Here is the code that I have:
void InsertStringAt(char *array[], char *s, int pos)
{
if (pos<array.size())
{
*array[pos]=(s *)malloc(sizeof(s));
strcopy(*array[pos], *s);
}
else printf("Position exceeds dimensions of array.");
}
The purpose of this function is to insert the string s into position pos of array[]. Will this code accomplish that?
No, this won't do it:
first you cast the result of malloc to (s *) but s is not a type (it is a variable). Then you allocate room the size of s but s is a pointer, so you allocate only room for a pointer.
Then array is declared as an array of pointers to characters. Now you don't need to dereference array anymore when you access a member. The compiler will do that and if you do that, then there is one dereferencing too many.
Do:
array[pos]= malloc(strlen(s)+1);
Lastly, in C there are no classes so array.size is invalid. You must pass the array size as a separate variable.

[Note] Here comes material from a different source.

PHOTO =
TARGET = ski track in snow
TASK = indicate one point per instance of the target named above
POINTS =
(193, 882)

May I suggest you return an int to indicate everything was successful? E.g. no out-of-memory and pos < size?
sizeof a pointer simply gives you 8 or 4 (depending on your word size). So to get the length of a string, use strlen() from <string.h>. Also, you needn't cast the return value from malloc. So you'd get:
array[pos] = malloc(strlen(s)+1);
Notice that the dereferencing was removed, since it's already dereferenced.

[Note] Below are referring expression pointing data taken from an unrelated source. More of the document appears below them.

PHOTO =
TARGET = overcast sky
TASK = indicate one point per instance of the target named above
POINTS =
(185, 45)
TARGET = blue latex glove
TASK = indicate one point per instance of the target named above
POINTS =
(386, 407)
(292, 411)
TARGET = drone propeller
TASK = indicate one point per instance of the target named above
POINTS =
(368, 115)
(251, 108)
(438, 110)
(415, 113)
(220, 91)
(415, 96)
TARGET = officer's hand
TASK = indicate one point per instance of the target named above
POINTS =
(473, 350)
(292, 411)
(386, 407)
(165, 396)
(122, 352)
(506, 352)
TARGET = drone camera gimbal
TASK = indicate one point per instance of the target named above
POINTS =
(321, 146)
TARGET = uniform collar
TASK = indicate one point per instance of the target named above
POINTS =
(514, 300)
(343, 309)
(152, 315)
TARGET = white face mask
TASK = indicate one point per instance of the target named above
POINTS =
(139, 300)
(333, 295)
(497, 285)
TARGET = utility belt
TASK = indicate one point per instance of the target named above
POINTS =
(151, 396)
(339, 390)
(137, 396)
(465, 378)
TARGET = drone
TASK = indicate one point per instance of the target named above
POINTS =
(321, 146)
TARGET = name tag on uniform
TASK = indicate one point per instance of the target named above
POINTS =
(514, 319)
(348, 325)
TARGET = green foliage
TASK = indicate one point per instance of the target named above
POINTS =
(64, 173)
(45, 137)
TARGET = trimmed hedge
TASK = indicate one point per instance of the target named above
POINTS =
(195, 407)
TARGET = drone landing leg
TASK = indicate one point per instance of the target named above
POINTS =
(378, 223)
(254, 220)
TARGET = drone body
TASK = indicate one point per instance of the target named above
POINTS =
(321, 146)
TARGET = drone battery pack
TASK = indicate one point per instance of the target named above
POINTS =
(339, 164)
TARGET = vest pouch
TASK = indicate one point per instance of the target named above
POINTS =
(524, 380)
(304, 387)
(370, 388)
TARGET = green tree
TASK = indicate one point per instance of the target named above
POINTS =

Also, the function is strcpy() not strcopy(). strcpy() is declared in <string.h>. But strcpy() may lead to buffer overflows, consider making your own:
int safecpy(char *s, const char *t, size_t siz)
{
size_t i;
for (i = 1; (*s = *t) && i < siz; ++i, s++, t++)
;
s[i] = 0; /* null terminate the string */
return i;
}
C arrays do not know their own size; So pass it as a separate argument. It is recommended that sizes are represented with size_t and not int.
Finally, print error messages to stderr, so they don't get pipelined into another program or redirected into a file:
else fprintf(stderr, "Position exceeds dimensions of array.");